For each sample \(q=1,2,\ldots ,N\), let \(R^{(l)}_{q}\) be the row vector which is composed by \(\{R^{(l)}_{qj}\}_{j=1,\ldots ,n_{l}}\), then by (17), we calculate \(\Delta W^{(l)}_q\_{RL_1}=(a^{(l)})^{\mathrm{T}}_q \cdot R^{(l+1)}_q\) for each sample, and thus get the update formula for the network parameters in a matrix form:

$$\begin{aligned} W^{(l)}= & {} W^{(l)}-\eta _3 \cdot \frac{1}{N} \sum ^{N}_{q=1}\Delta W^{(l)}_q\_{RL_1} \end{aligned}$$
(18)

where \(\eta _3\) is the learning rate.

In all, by (23), (7), (13) and (18), we derived a unified BP update formula for parameters of the deep network with strengthening sparsity

$$\begin{aligned} W^{(l)}= & {} W^{(l)}-\frac{1}{N} \sum ^{N}_{q=1}(\eta _1 \Delta W^{(l)}_q\_{J}\nonumber \\&+\tau _1 \eta _2 \Delta W^{(l)}_q\_{KL} +\tau _2 \eta _3 \Delta W^{(l)}_q\_{RL_1}) \end{aligned}$$
(19)

where \(\tau _1\) and \(\tau _2\) are the parameters controlling the sparsity penalty items, and \(\eta _1\)-\(\eta _3\) are the corresponding learning rates for the loss function and the regularizer.
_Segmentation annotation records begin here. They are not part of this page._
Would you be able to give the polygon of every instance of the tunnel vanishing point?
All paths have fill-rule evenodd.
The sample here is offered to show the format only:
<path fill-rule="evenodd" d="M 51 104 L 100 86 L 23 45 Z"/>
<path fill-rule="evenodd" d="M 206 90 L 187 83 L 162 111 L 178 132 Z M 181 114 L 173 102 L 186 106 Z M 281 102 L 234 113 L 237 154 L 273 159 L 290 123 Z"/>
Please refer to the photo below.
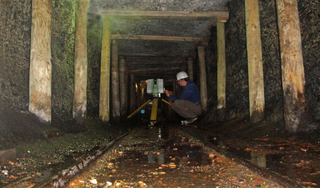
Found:
<path fill-rule="evenodd" d="M 4 1 L 1 100 L 46 122 L 108 121 L 145 102 L 143 81 L 178 90 L 182 71 L 213 121 L 268 113 L 289 132 L 317 128 L 318 1 Z"/>

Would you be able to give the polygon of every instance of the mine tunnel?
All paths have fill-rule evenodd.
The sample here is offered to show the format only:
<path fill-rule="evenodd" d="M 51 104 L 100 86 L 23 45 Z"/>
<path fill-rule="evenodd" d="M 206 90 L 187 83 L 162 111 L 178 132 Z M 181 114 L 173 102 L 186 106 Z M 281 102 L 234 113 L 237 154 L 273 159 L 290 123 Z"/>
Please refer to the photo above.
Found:
<path fill-rule="evenodd" d="M 0 187 L 320 187 L 319 10 L 2 1 Z"/>

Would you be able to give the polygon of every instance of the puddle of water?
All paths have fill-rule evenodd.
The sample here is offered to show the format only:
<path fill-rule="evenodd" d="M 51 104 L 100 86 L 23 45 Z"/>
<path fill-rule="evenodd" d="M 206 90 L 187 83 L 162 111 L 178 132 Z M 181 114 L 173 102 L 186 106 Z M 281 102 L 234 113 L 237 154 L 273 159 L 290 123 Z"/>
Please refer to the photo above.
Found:
<path fill-rule="evenodd" d="M 301 158 L 297 155 L 299 154 L 299 151 L 297 152 L 296 148 L 287 145 L 269 144 L 266 145 L 268 146 L 268 149 L 264 150 L 263 151 L 247 151 L 244 148 L 226 145 L 217 140 L 212 139 L 210 142 L 221 149 L 225 150 L 236 156 L 274 172 L 300 182 L 313 182 L 320 185 L 320 179 L 317 170 L 309 168 L 308 165 L 304 165 L 303 162 L 303 162 L 303 160 L 297 161 L 297 159 Z M 284 149 L 279 151 L 279 148 L 282 146 Z M 310 152 L 310 154 L 313 153 Z M 300 162 L 302 163 L 301 165 L 297 166 Z M 311 174 L 314 175 L 310 176 Z"/>

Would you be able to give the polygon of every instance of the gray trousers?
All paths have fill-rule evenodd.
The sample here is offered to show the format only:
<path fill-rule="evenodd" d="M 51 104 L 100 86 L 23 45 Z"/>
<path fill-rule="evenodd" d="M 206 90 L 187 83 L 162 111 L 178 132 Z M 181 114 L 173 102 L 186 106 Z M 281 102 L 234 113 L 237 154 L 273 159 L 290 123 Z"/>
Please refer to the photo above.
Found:
<path fill-rule="evenodd" d="M 176 100 L 171 104 L 171 108 L 181 116 L 187 118 L 195 118 L 201 114 L 201 105 L 185 100 Z"/>

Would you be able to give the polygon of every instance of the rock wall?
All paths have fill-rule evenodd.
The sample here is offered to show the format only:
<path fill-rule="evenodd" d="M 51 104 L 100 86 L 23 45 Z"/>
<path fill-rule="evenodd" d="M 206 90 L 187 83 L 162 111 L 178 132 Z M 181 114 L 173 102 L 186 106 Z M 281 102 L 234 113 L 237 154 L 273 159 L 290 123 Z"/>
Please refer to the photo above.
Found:
<path fill-rule="evenodd" d="M 31 1 L 2 1 L 0 17 L 0 100 L 28 110 Z"/>
<path fill-rule="evenodd" d="M 52 3 L 52 115 L 64 119 L 72 118 L 75 2 L 60 0 Z"/>
<path fill-rule="evenodd" d="M 320 2 L 298 1 L 301 28 L 306 96 L 308 114 L 320 119 Z M 225 24 L 227 119 L 248 118 L 249 93 L 244 0 L 228 4 L 229 18 Z M 275 1 L 259 1 L 266 116 L 282 118 L 281 63 Z M 215 31 L 213 31 L 215 32 Z M 212 35 L 212 36 L 214 35 Z M 212 48 L 211 53 L 214 53 Z M 208 68 L 208 67 L 207 68 Z M 207 71 L 208 70 L 207 70 Z M 212 73 L 216 75 L 216 73 Z M 208 78 L 211 76 L 209 76 Z M 215 81 L 214 79 L 212 81 Z M 210 81 L 211 82 L 211 81 Z M 212 84 L 213 84 L 212 83 Z M 210 91 L 211 95 L 213 96 Z"/>

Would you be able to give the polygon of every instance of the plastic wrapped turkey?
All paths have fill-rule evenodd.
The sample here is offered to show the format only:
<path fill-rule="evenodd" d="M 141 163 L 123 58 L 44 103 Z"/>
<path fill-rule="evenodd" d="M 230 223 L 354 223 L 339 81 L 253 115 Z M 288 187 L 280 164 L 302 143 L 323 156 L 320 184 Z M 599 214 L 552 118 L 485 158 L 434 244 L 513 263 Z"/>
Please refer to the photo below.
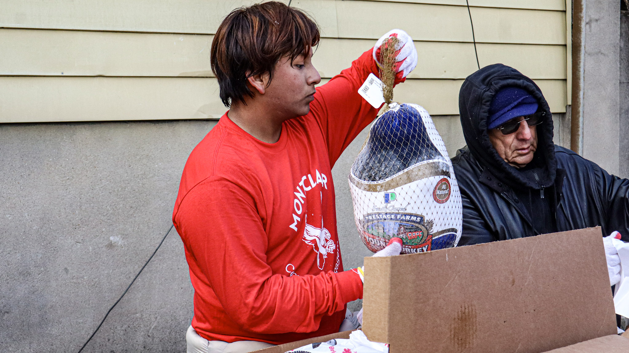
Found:
<path fill-rule="evenodd" d="M 371 127 L 352 166 L 356 226 L 376 252 L 392 237 L 402 254 L 456 246 L 462 208 L 445 145 L 428 112 L 391 103 Z"/>

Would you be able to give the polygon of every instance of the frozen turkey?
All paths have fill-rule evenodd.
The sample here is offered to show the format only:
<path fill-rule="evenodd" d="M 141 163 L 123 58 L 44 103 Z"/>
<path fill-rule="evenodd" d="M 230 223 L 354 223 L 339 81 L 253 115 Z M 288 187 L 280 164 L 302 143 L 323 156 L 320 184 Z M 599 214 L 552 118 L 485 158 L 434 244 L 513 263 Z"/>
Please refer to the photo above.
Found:
<path fill-rule="evenodd" d="M 461 194 L 445 145 L 421 106 L 392 103 L 352 165 L 350 189 L 360 238 L 371 251 L 402 239 L 402 254 L 456 246 Z"/>

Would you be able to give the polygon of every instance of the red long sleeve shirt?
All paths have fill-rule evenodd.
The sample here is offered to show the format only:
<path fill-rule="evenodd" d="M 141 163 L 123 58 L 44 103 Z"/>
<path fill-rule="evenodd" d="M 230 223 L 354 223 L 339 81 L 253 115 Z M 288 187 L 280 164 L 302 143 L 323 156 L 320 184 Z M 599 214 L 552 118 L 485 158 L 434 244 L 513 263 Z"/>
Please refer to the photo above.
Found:
<path fill-rule="evenodd" d="M 310 112 L 267 143 L 223 115 L 195 147 L 173 222 L 203 337 L 280 344 L 338 332 L 362 283 L 343 272 L 331 168 L 376 117 L 357 93 L 371 50 L 317 88 Z"/>

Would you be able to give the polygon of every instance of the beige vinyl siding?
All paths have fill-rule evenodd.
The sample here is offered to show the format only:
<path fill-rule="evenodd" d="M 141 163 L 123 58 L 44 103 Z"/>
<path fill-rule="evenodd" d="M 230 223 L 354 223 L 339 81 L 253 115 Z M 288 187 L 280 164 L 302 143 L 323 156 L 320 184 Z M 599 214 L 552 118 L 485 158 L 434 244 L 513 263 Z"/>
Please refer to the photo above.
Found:
<path fill-rule="evenodd" d="M 211 77 L 213 35 L 0 29 L 0 75 Z M 323 38 L 313 57 L 332 77 L 374 44 Z M 474 44 L 415 42 L 419 64 L 409 79 L 464 79 L 476 69 Z M 563 45 L 477 44 L 481 65 L 501 62 L 532 79 L 565 79 Z M 112 55 L 115 53 L 115 55 Z M 533 60 L 531 57 L 546 60 Z"/>
<path fill-rule="evenodd" d="M 458 112 L 463 81 L 408 80 L 395 88 L 395 99 L 450 115 Z M 565 82 L 535 82 L 559 110 Z M 213 77 L 0 77 L 4 123 L 218 119 L 225 110 Z"/>
<path fill-rule="evenodd" d="M 226 108 L 209 65 L 212 34 L 231 9 L 253 3 L 0 0 L 0 122 L 216 118 Z M 419 63 L 394 99 L 434 115 L 458 114 L 462 80 L 477 69 L 462 5 L 291 3 L 322 28 L 313 62 L 324 79 L 348 67 L 392 28 L 406 30 Z M 470 5 L 481 67 L 501 62 L 518 69 L 535 80 L 554 112 L 565 111 L 565 2 Z"/>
The goal of the put forward sparsity restrictions in BP procedure is to divide the neurons of hidden layers into two categories, one class with response values close to 0, and those neurons are called as non-response neurons; another with relatively large response values, known as the response neurons, and the neurons in this class are of only a small part. These restrictions are conducive to the sparse learning of deep networks, and they will finalize a sparse interpretation of the data.
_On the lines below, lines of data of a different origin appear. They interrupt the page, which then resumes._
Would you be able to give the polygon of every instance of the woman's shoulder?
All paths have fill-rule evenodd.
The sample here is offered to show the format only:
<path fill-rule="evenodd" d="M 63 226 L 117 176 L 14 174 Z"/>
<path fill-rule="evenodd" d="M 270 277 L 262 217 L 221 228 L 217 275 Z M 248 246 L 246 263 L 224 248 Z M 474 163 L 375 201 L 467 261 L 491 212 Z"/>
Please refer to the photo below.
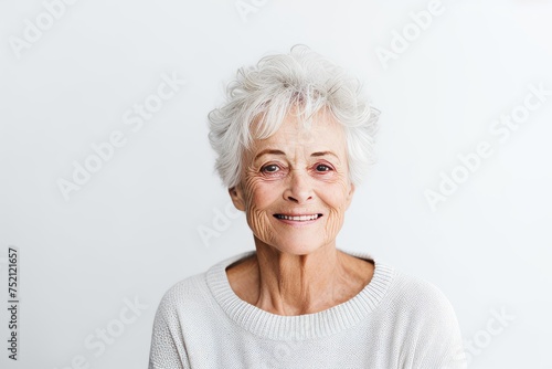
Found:
<path fill-rule="evenodd" d="M 213 282 L 224 284 L 224 270 L 248 255 L 241 253 L 214 263 L 205 272 L 188 276 L 174 283 L 163 294 L 159 310 L 193 310 L 204 309 L 206 305 L 213 304 L 213 294 L 210 286 Z"/>

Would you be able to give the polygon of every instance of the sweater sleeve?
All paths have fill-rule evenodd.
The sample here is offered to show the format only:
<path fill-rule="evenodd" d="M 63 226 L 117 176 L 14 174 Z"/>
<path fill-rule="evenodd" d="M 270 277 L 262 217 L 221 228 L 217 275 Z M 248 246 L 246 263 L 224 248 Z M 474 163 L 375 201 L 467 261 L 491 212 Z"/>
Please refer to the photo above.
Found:
<path fill-rule="evenodd" d="M 189 369 L 182 328 L 176 308 L 174 291 L 169 291 L 156 313 L 149 369 Z"/>
<path fill-rule="evenodd" d="M 435 286 L 426 284 L 411 319 L 412 351 L 405 368 L 464 369 L 467 367 L 453 306 Z"/>

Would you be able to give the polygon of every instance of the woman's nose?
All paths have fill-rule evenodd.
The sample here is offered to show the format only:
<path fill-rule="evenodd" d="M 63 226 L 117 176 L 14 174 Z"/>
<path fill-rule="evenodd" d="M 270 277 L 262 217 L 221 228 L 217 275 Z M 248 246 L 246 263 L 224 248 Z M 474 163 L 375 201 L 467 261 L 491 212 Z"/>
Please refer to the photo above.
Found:
<path fill-rule="evenodd" d="M 305 203 L 314 199 L 312 183 L 309 175 L 302 170 L 291 170 L 284 198 L 296 203 Z"/>

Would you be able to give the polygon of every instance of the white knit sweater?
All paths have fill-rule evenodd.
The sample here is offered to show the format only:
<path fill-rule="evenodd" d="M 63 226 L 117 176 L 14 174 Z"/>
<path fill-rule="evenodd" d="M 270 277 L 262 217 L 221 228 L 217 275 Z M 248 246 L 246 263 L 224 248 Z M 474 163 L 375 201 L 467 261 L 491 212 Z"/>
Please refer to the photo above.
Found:
<path fill-rule="evenodd" d="M 372 280 L 353 298 L 280 316 L 242 301 L 230 286 L 226 267 L 253 253 L 166 293 L 153 323 L 150 369 L 466 367 L 453 307 L 433 285 L 375 262 Z"/>

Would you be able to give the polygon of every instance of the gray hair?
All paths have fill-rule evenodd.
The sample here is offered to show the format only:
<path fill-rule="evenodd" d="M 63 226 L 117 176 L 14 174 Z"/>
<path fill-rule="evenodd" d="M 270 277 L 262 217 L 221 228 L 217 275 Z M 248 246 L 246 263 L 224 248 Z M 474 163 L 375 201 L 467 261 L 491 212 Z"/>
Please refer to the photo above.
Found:
<path fill-rule="evenodd" d="M 362 97 L 361 89 L 358 78 L 305 45 L 237 70 L 236 78 L 226 87 L 225 105 L 209 113 L 209 140 L 216 151 L 215 170 L 224 186 L 232 188 L 240 182 L 244 150 L 254 139 L 275 134 L 294 107 L 298 107 L 306 128 L 322 108 L 343 126 L 349 179 L 360 184 L 374 161 L 380 114 Z"/>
Due to the difficulty of deducing a unified and coding easily updating formula for the parameters in fine-tuning process, especially when the loss function contains complex regularization terms of responses on hidden neurons, very few researches have been done on this field. Ng [22] incorporates KL divergence into BP process to get the responses sparsity for autoencoders, but the result is deduced for only one step of chain rules of derivative and it is a special case of formula (12) and (13). In [21], the authors use \(L_1\)-norm constrains on responses of hidden neurons in BP, while the updating formula is not in a concise way. In addition, lacking a form like the residual in backpropagation, it is not quite suitable for coding. The derived unified updating formula (19) finds a laconic solution for DNN with arbitrary layers when the loss function contains regularization terms of hidden neurons’ responses.
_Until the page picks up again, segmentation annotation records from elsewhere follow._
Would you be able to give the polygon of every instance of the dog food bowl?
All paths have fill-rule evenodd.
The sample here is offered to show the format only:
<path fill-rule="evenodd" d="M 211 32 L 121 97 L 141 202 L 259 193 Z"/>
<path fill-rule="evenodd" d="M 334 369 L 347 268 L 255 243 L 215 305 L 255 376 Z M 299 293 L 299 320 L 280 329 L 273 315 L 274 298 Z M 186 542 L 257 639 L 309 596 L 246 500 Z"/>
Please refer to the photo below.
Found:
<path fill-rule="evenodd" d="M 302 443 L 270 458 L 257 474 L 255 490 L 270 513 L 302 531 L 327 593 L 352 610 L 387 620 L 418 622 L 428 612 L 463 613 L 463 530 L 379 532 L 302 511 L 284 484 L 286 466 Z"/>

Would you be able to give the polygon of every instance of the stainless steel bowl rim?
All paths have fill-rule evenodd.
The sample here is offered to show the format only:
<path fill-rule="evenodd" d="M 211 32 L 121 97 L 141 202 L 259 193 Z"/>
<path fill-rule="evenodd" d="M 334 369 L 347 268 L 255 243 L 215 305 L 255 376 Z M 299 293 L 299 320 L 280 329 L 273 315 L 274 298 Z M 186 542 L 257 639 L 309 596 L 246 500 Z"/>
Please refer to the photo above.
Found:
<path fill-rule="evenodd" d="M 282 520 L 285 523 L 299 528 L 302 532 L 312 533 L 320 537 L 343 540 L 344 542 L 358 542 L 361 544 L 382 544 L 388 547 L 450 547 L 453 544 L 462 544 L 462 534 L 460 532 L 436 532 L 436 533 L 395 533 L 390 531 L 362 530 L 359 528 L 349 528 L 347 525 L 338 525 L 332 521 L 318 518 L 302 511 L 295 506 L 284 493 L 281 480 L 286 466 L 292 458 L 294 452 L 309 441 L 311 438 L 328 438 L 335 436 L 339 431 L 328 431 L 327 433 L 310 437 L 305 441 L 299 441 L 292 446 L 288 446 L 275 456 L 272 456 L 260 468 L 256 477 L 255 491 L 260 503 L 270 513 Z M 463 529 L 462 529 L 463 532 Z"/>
3.3 SRS-DNN: DNN with strengthening response sparsity

With the unsupervised sparse learning of DBN presented in Sect. 2, and further with the sparse-strengthened fine-tuning process in Sect. 3.2, we have proposed a novel deep neural network with strengthening response sparsity (SRS-DNN). In the pre-training stage, SRS-DNN applies formula (2)–(4) to achieve an unsupervised sparse DBN with sparse expression and sparse connection properties. In the fine-tuning stage, SRS-DNN uses the sparsity-strengthened BP algorithm and the parameters updating formula (19). Thus, SRS-DNN maintains the sparse structure of DBN, and assures the data to be described layer-wise in a sparse way, with a more powerful capacity of discernment.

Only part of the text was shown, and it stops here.